Elisabeth Jacobs

More income peaks and valleys today

A new study from the Economic Policy Institute shows that family income has become increasingly volatile in the past 35 years. In other words, we're facing more up-and-down swings than a generation ago.

Researchers Jacob Hacker (professor of political science and resident fellow of the Institution for Social and Policy Studies at Yale University) and Elisabeth Jacobs (a fellow in the Multidisciplinary Program on Inequality & Social Policy at Harvard University) have this to say:

Recent analysis shows that families are facing much greater income swings than they did a generation ago. The Chart plots the increase in average family income volatility, showing various peaks and valleys around an upward trend since the mid-1970s. Over the last three decades, volatility by this measure has doubled.

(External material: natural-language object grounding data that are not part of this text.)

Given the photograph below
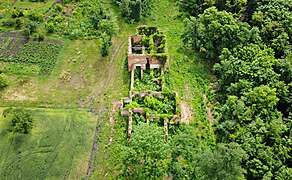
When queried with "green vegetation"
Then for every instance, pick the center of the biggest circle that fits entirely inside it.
(252, 87)
(21, 120)
(58, 146)
(135, 10)
(71, 55)
(151, 80)
(3, 80)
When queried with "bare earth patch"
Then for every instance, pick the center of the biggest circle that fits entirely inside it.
(208, 109)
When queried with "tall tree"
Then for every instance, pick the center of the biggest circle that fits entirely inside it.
(214, 30)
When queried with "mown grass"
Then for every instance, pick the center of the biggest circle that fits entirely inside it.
(58, 147)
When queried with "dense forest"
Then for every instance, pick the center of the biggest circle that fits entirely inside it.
(245, 45)
(249, 43)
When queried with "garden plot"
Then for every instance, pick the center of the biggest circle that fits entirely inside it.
(22, 56)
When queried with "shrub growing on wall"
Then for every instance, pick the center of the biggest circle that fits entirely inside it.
(3, 80)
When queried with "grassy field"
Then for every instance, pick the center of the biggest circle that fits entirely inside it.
(58, 147)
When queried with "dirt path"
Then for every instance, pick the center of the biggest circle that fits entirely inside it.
(102, 107)
(208, 109)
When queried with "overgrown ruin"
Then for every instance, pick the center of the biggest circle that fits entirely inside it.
(149, 99)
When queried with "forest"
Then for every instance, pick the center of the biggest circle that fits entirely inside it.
(218, 105)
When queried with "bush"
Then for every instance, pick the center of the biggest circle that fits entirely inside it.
(17, 13)
(35, 16)
(8, 22)
(58, 7)
(3, 80)
(18, 22)
(38, 37)
(30, 28)
(50, 27)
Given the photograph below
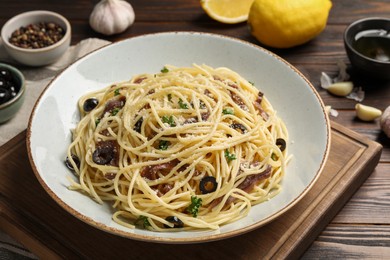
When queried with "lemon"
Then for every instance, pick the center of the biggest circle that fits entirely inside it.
(227, 11)
(287, 23)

Most Americans have little in the way of easily tapped wealth to tide them over when their incomes drop. It is on the downward trips of the economic roller coaster that jobs, houses, savings, and other things gained on the way up get lost. No wonder Americans are worried about their economic security.

They also put together this nifty chart, which is a little hard to read in this format. Here's a link to the site, which has magnifying glass icon that allows you zoom in.


I'm really excited to find this volatility documented, because it confirms what I've suspected in talking with friends and neighbors. Everyone seems to have a layoff story, and it rarely comes complete with a happy ending.

After they were laid off, people are getting lower-paying jobs, or the family as a whole is required to spend more hours working. By this, I mean that if one parent was staying home with kids, after they layoff they are forced back into the work force.

This bothers me because I suspect -- but can't yet prove -- that the self-same people who argue for "traditional" American values, like a mother staying home to raise children, would also champion corporate America's freedom to downsize at whim.

The boss who laid off my husband in 2001 was a father of three preschoolers. He liked to joke that he had never changed one of their diapers in his life.